By-election Mood Music: A Cha Cha Cha or a Quickstep?
So, another by-election loss for the government on a double digit swing, the opposition calling for a general election and the Liberals stating that they are on the increase.
So what? We have heard this story time and time again after Ribble Valley (24.5% swing Con to Lib Dem), after Newbury (28.5% swing Con to Lib Dem) and even after Dudley West (29% swing from Con to Lab), but these recent by-elections aren't following the same tune as previous ones.To show what I mean, let's look at the biggest by-election swings of recent times and look at the change in the votes between the party that won the seat last time and the challenging party.
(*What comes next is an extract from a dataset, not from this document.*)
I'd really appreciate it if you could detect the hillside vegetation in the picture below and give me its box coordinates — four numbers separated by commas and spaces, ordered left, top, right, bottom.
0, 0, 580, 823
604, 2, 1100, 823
Take for instance, the daddy of challenging party by-elections, Christchurch in 1993. There the Conservative vote dropped 32.1%, versus the Liberal Democrat vote (as the challengers) which went up 38.6% (in other words 120%, i.e they scooped up every single Con vote and picked up 20% of the Labour drop as well). Dudley West (1994), Con vote fell 30.1%, Lab vote rose 28.1 indicating that Labour had managed to scoop 94% of all the Conservative drop). Other examples include:
Newbury (1993): Con -29.0% Lib Dem +27.8% = 96% scoop Walsall North (1976): Lab -27.9% Con +17.3% = 62% scoop Ashfield (1977): Lab -20.9% Con +20.8% = 99% scoop
All of which as we know led to huge changes in governments at the next election. Now compare that to recent Con gain by-elections
Crewe and Nantwich (2008): Lab -18.3% Con +16.9% = 92% scoop Norwich North (2009): Lab -26.7% Con +6.3% = 24% scoop
In other words, it's pretty clear that as the only difference between Crewe and Norwich is expenses, it is clear that Labour are dancing the cha cha cha out of government, but Cameron's quickstep has come to almost a shuddering halt and is now a slowstep and unless he can stop Lab voters switching to UKIP, Green and BNP his desire to win the next election might result in the first hung parliament for nearly 35 years.